Winning eight league titles and the Champions League was, it transpires, the easy part. Keeping Cardiff in the top flight could be Ole Gunnar Solskjaer's greatest achievement. "It would rank as the highest," said the Norwegian, before stating with absolute certainty: "And it will. The bulk of my career has been winning trophies, yes, but you can look and say 'what is success for Cardiff this year?' It is staying up and we are so close."

Cardiff's hope must be that his confidence is infectious and justified. The bare facts are that they have lost 10 of their last 14 league games and won only two. They have not taken a point on their travels for three months. They are the Premier League's second lowest scorers and only Fulham have conceded more goals. Given their inferior goal difference, they are in effect four points – rather than three – from getting out of the bottom three.

Yet if their manager's breezy optimism felt familiar, it was because it echoed the innate positivity his Everton counterpart used to exhibit in Wigan's annual relegation battles. Roberto Martínez and Solskjaer are kindred spirits, Anglophile imports who have replaced austere Scots and introduced a more ambitious style of play.

Now Solskjaer has a high-profile admirer. "What is significant is Cardiff's performance,"Martínez said. "I never saw a team at the bottom of the table. I saw a unit with a real togetherness, a real knowhow. Ole has brought a tactical flexibility."

It is a shared interest. Martínez used to switch between three- and four-man defences. Solskjaer started on Saturday with both a back five and a midfield diamond, changed to 4-1-4-1 and made a Martínez-esque attacking gambit when bringing on Wilfried Zaha for Fabio da Silva. Had the substitute been awarded a penalty when Sylvain Distin fouled him, Cardiff may have secured a first win at Goodison Park since 1926.

"He was fantastic when he came on," Solskjaer said. "He has something different. I thought he did enough to win the game but never got the decision."

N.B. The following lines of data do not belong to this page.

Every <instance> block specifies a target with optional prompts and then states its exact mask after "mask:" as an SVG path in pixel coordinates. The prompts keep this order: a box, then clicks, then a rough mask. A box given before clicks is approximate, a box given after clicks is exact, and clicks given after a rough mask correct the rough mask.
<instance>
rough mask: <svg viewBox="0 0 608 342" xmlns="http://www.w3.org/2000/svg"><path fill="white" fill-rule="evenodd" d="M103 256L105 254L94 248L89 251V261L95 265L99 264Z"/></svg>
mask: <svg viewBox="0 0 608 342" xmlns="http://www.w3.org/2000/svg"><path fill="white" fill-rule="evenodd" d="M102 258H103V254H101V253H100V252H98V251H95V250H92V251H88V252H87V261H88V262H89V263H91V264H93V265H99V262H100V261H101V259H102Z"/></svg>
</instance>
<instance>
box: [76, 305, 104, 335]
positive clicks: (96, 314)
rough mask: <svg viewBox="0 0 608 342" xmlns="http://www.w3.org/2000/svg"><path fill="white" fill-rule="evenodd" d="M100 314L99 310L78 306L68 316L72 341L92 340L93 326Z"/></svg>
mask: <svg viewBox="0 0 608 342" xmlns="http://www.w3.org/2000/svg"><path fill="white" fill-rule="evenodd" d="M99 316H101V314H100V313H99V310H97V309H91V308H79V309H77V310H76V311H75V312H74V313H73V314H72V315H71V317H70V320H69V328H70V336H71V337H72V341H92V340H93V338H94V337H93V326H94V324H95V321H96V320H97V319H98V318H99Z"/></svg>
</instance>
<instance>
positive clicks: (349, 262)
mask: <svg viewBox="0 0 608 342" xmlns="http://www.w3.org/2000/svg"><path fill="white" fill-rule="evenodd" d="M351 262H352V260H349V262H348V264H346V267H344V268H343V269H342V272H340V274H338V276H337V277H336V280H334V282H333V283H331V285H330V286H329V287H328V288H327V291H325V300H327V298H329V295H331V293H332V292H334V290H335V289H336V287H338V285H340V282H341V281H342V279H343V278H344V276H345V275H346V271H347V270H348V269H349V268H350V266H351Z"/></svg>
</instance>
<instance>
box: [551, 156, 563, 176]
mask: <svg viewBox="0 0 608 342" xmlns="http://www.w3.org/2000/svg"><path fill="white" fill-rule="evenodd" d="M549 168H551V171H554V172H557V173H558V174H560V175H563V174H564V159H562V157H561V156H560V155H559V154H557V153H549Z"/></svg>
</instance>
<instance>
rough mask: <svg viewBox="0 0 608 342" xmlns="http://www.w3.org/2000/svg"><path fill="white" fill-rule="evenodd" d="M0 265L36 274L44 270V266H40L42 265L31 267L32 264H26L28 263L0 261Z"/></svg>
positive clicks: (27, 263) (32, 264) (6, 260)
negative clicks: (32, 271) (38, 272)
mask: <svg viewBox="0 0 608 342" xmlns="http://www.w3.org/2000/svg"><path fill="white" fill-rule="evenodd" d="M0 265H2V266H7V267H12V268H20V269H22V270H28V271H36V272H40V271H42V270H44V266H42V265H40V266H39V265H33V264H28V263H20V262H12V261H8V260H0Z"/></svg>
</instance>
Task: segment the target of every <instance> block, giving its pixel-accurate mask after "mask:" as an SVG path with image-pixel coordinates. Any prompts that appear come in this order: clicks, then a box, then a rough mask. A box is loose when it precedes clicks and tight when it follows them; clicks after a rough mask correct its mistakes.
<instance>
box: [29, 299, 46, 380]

Everton's reprieve preceded Seamus Coleman's looping, lucky winner while, some 200 miles south, Cardiff's relegation rivals West Bromwich scored a late decider at Swansea. "They might be the defining minutes," Solskjaer said.

It may be the difference between playing at Goodison Park and Griffin Park next season. Two years ago, Martínez kept Wigan up with an improbable run of seven victories in the final nine games. If Cardiff's plight is not quite as desperate, Solskjaer admitted: "We definitely need heroes now."

Everton have a habit of finding them, especially when they are drawing in the final few minutes of games at Goodison. Coleman was the latest to oblige, slicing in his sixth goal of the season. "It is quite difficult to find a better full-back than him," said Martínez. Coleman's capacity to arrive in the 18-yard box belies the job description. The all-action Irishman is more the Irish Cafu than the new Tony Hibbert but the scuffed finish, which also brought him a goal against Stoke, is becoming his party trick.